EKREM KIZILTAŞ

Ya hesap bilmiyorlar ya da…

İhsan, sobanın hemen yanındaki masalarında yerini alan Bahar Kıraathanesi'nin erkencilerine çaylarını dağıtırken, Melih beye takıldı:

- Arada bir diyordun ama sıklaştırmaya başladın, Melih bey. Yakında sen de herhalde bizim sabah sohbetlerinin müdavimlerinden olup çıkacaksın… Gülümseyerek İhsan'ı dinleyen Melih bey:

- Yani buralarda olup da buraya gelmemek olmaz. Mekan güzel, çaylar güzel, asıl önemlisi insanlar güzel. Hem buraya gelmenin unutulmaz seyahatler yapabilme gibi imkanları da var. Geçen hafta beraber gittiğimiz Togg'un açılış töreni için ne kadar teşekkür etsem az sizlere… Çayları dağıttıktan sonra oturan İhsan:

- Laf aramızda, gelişiniz bizi de çok memnun ediyor. Merak ettiğimiz konuları size sorduğumuzda makul ve mantıklı cevaplar alabiliyoruz. Togg'un açılış törenine sizinle beraber gitmemiz bizim için de unutulmaz bir anıydı… Bu arada ülke gerçekleri ile ilgili objektif bilgilere çok ihtiyacımız var. Yani bizim için adeta bir nimet sizin gelmeniz…

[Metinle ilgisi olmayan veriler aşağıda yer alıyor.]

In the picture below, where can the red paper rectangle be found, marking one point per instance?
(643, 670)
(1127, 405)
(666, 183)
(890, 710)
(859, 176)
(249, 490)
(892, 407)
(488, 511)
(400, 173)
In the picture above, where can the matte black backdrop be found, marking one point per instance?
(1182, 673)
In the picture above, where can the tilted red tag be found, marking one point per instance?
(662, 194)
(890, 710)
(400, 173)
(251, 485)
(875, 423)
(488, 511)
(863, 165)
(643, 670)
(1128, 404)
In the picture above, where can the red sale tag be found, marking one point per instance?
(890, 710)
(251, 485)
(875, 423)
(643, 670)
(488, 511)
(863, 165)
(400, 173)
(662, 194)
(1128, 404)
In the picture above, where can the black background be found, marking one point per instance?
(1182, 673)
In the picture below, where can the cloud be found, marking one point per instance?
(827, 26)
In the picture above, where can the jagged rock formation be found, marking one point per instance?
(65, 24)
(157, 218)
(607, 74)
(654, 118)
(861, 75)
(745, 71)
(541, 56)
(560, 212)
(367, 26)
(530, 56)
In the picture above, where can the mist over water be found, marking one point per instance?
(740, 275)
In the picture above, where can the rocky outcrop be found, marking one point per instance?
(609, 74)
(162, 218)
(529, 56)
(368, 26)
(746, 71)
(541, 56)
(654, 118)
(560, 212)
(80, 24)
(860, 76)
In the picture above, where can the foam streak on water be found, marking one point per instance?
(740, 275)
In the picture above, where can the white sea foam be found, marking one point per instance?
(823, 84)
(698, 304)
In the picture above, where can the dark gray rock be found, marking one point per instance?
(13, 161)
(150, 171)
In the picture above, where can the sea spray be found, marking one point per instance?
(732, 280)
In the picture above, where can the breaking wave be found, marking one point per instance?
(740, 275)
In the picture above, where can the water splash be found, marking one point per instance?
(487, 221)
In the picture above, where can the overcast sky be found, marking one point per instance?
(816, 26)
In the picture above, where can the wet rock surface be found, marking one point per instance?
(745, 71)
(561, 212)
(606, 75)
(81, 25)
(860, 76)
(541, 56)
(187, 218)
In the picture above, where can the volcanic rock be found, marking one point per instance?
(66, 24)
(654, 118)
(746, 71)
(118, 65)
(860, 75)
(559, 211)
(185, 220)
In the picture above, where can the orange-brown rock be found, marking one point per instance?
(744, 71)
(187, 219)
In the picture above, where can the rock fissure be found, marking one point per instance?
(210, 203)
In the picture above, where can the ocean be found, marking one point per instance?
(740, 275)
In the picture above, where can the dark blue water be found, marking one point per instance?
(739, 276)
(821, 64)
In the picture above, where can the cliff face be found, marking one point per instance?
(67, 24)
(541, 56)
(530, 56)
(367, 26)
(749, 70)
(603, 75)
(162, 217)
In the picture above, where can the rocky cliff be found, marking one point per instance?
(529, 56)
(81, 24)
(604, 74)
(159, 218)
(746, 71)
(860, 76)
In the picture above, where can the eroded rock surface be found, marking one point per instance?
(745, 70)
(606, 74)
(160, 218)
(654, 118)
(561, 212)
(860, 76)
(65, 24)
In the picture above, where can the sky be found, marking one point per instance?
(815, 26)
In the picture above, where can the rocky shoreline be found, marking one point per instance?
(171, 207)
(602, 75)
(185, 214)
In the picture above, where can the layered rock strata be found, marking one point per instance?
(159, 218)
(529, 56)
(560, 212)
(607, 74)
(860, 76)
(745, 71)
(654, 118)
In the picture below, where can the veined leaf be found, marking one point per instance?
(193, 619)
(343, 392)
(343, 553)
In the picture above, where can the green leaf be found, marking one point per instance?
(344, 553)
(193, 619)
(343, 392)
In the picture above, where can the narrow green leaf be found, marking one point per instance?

- Estağfirullah, teveccühünüz… Doğru bilgi konusunda ise haklısın İhsan kardeşim. İnsan, taraftar ya da karşıt olmaktan önce bilgili olmalı. Kuru kuruya taraftarlık ya da karşıtlık husumet doğurmaktan başka işe yaramıyor. Objektif bilgiler üzerinden yapılacak bir sohbet, sonunda herkes için faydalı olur oysa… Selim, araya girerek:

- Şu bizim Togg'la ilgili gelişmeler, mesela. Türkiye'nin otomobili için ellerini taşın altına koyan babayiğitlerin çabasıyla herkesin gözlerinin önünde devasa bir fabrika yapılırken bile, yapamazlar, edemezler diyenler oldu. Daha da vahimi, artık seri üretime geçip 2023 Mart'tan itibaren ülkemiz yollarında dolaşmaya başlayacağı halde, karalamaya çalışanlar var… Melih bey, içini çekerek:

- Bunlar böyledir selim kardeşim. Öğrenilmiş çaresizlik derilen bir durumun yansımaları. Yollarda dolaşmaya başladığında, hatta çeşitli dünya ülkelerine ihraç edildiğinde bile Togg'a yönelik karalamalarını sürdürür bunlar. Biraz aidiyetlerinden, belki biraz da taşıdıkları kimlikten doğan bir durum. Milletimizle beraber üzülemedikleri gibi, bizimle beraber sevinemiyorlar da… Cenab-ı Hakk ıslah eylesin demekten başka yapılabilecek bir şey de yok, maalesef... Selim, merakla sordu:

- Yapılacağını bile bile 'yapılamaz' demek, yapıldıktan sonra hala saçma sapan gerekçelerle karalamaya çalışmak anlamsız geliyor bana. Bunların sözlerine değer veren olmaz diye düşünüyorum...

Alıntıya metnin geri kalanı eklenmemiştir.